In Step 2 of SeSaM, the DNA single strands are elongated by one to several universal or degenerate bases (depending on the modification of SeSaM applied) catalyzed by terminal deoxynucleotidyl transferase (TdT). This step is the key step to introduce the characteristic consecutive mutations to randomly mutate entire codons.

Subsequently, in Step 3 a PCR is performed recombining the single stranded DNA fragments with the corresponding full-length reverse template, generating the full-length double stranded gene including universal or degenerate bases in its sequence.

By replacement of the universal/degenerate bases in the gene sequence by random standard nucleotides in SeSaM Step 4, a diverse array of full-length gene sequences with substitution mutations is generated, including a high load of transversions and subsequent substitution mutations.

== Applications ==
SeSaM is used to directly optimize proteins on amino acid level, but also to preliminarily identify amino acid positions to test in saturation mutagenesis for the ideal amino acid exchange.
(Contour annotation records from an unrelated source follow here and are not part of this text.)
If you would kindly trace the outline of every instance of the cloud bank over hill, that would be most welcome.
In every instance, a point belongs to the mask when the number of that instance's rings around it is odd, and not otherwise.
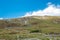
[[[47,3],[47,7],[43,10],[27,12],[26,16],[60,16],[60,5],[52,4],[51,2]]]

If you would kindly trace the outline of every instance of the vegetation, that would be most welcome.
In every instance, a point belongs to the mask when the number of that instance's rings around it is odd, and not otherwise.
[[[0,20],[0,39],[18,40],[25,38],[51,39],[46,35],[60,34],[59,16],[32,16],[16,19]],[[55,37],[59,40],[60,36]],[[54,39],[54,36],[52,36]]]

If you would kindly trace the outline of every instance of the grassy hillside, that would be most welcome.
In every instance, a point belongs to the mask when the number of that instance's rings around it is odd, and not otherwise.
[[[0,20],[0,35],[3,36],[18,34],[22,38],[40,38],[40,33],[60,33],[60,16],[32,16]]]

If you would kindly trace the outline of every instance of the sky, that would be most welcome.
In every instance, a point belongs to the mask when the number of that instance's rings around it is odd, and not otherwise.
[[[0,19],[44,15],[59,16],[60,0],[0,0]]]

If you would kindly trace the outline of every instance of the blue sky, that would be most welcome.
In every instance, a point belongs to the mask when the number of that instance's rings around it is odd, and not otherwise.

SeSaM has been successfully applied in numerous directed evolution campaigns of different classes of enzymes for their improvement towards selected properties such as cellulase for ionic liquid resistance, protease with increased detergent tolerance, glucose oxidase for analytical application, phytase with increased thermostability and monooxygenase with improved catalytic efficiency using alternative electron donors. SeSaM is patent protected by US770374 B2 in over 13 countries and is one of the platform technologies of SeSaM-Biotech GmbH.